The main call to action presented in this chapter is that of calling upon an international governing body, such as the United Nations, to draft a universal declaration of animal rights analogous to the Universal Declaration of Human Rights (UDHR). Such a declaration would then need to be codified into laws by governments around the world. The international rights declaration would serve as a standard against which domestic laws could be held. While a declaration of animal rights was previously drafted in 1978, it was created by a coalition of NGOs and did not become translated into actual laws. Some of the legal rights that are declared as fundamental for humans which would make sense to grant to animals are freedom to life, liberty, and freedom from torture. In the end, these laws would follow the UDHR’s mission of preventing “barbarous acts which [outrage] the conscience of mankind.”
Before finishing the chapter, Dr. Peters validates the critique that efforts to enact animal rights risk becoming entangled with pushing Western values onto other cultures, and unfairly targeting marginalized communities. Indeed, condemning minority groups or indigenous people by calling their treatment of animals “backwards” or “barbaric” has been a strategy used by imperialists across time. Likewise, there have been past instances of discriminatory targeting of minority practices, such as ritual slaughter by Muslims or indigenous hunting of whales/seals, over practices carried out by the majority group that are much larger in scale (e.g. factory farming). It is important to not scapegoat one culture over another for their treatment of animals, and to recognize that all human cultures exploit animals in their daily lives. This is not to say that cultural practices justify cruelty or injustice – e.g., cultural practices such as banning women from pursuing a career are nevertheless worth fighting.
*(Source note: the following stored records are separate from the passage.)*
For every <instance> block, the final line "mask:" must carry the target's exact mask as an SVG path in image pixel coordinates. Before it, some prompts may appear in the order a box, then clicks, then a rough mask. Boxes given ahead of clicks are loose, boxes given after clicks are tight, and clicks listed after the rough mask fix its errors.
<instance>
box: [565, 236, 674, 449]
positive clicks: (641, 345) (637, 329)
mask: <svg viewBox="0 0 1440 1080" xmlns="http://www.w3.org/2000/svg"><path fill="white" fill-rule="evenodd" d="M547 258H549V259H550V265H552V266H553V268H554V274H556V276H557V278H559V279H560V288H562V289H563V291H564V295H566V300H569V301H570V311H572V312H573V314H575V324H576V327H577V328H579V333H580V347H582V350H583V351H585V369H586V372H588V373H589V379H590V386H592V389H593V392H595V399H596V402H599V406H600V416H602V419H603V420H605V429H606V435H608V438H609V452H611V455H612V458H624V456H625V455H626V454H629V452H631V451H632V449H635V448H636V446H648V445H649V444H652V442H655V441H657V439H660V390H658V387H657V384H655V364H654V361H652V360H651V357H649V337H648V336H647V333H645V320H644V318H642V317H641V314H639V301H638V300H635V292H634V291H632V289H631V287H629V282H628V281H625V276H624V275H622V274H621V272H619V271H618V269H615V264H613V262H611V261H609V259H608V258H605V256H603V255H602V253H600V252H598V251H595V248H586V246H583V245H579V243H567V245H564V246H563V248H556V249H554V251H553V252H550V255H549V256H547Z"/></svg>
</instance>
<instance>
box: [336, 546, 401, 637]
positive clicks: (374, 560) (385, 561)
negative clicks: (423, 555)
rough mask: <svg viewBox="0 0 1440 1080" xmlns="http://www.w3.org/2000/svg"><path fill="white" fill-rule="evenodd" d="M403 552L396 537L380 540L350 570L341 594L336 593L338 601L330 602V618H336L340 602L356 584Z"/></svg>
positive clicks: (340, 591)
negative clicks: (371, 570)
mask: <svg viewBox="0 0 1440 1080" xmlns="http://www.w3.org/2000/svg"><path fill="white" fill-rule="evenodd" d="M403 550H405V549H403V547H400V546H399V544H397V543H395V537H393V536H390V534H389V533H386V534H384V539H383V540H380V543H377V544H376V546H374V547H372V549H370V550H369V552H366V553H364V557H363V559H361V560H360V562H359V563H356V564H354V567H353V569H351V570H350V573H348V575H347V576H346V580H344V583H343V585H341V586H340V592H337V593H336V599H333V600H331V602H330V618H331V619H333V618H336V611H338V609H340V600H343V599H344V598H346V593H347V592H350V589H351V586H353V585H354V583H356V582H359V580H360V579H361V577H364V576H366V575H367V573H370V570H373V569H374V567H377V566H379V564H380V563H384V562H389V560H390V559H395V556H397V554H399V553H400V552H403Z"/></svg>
Animal rights advocates must be wary of biases and power imbalances when making campaign decisions, while remaining committed to fighting for universal animal rights.
In summary, this chapter highlights the need to push for animal rights policies to be adopted by influential international organizations. While NGOs can lead this charge, a legitimizing international authority group (such as the United Nations) may be needed in order to effectively promote the addition of animal rights laws across countries.